If all that sounds exhausting, that’s because it is, which is why Bai has trained herself to always live in the present moment.
“My mantra is ‘carpe diem’ or ‘seize the day’. When I’m onboard, I embrace the rhythm of ship life and when I’m on vacation, I will focus on winding down and spending as much time as possible with my family,” she said.
With the little time she has to herself onboard the ship, Bai likes to be by herself in her cabin on the lower deck, doing what she describes as nerdy things like reading and writing. In fact, Bai has a book out in China, written in Mandarin, called Chasing Dreams 100,000 Miles Around the World, which chronicles her adventures out at sea.
“In it, I share my unique experiences as a Chinese working in a transnational, multicultural environment; my personal advice for other young people looking to establish themselves in the workplace; and the process of discovering what one values as an individual in work and life to truly become our best selves,” she said.
Bai believes she’s at the peak of her career but there’s one dream she still harbours: Becoming a mum.
“I’m thankful for the equal working environment on board, but life out at sea is still not conducive for starting a family,” she said.
But Bai is hopeful.
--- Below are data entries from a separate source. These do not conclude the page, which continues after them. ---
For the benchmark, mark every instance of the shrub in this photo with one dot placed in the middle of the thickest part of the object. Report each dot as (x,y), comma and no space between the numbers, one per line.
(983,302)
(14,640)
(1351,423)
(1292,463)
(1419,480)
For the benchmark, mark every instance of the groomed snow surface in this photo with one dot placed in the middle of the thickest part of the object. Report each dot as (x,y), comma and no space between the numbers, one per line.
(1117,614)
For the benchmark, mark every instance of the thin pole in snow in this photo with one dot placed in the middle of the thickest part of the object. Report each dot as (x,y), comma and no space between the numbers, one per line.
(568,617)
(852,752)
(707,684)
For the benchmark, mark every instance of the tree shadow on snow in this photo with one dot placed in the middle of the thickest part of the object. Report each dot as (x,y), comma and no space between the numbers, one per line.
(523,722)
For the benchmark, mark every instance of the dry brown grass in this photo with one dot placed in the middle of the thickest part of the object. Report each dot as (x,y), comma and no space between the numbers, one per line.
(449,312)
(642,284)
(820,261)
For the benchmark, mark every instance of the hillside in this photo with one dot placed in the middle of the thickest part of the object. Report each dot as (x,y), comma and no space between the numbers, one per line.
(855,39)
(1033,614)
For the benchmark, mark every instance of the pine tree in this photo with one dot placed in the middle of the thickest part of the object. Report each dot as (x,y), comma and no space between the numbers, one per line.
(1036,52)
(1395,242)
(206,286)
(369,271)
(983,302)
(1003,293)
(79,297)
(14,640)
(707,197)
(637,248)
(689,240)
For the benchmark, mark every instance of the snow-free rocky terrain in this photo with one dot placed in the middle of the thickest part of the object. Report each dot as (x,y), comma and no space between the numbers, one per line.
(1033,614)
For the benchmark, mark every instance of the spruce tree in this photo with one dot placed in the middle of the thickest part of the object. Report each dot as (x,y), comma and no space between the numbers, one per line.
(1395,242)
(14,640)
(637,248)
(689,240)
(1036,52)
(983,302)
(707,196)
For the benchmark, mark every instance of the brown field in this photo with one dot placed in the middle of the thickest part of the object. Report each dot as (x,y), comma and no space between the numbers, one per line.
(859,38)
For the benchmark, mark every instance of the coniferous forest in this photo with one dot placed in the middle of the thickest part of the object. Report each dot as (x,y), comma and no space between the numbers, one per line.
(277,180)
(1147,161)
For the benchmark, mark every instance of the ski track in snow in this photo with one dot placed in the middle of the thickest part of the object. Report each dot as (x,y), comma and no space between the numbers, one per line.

When she next gets vacation time – she typically gets two months off after four months of working and spends the time at home with her family – she plans to freeze her eggs.
She will consider marriage when she “encounters (the) right person”.
When that time comes, she believes that she can figure out an arrangement that can accommodate both the demands of cruising and motherhood with Royal Caribbean, “as it has done for my female colleagues who are working mothers”.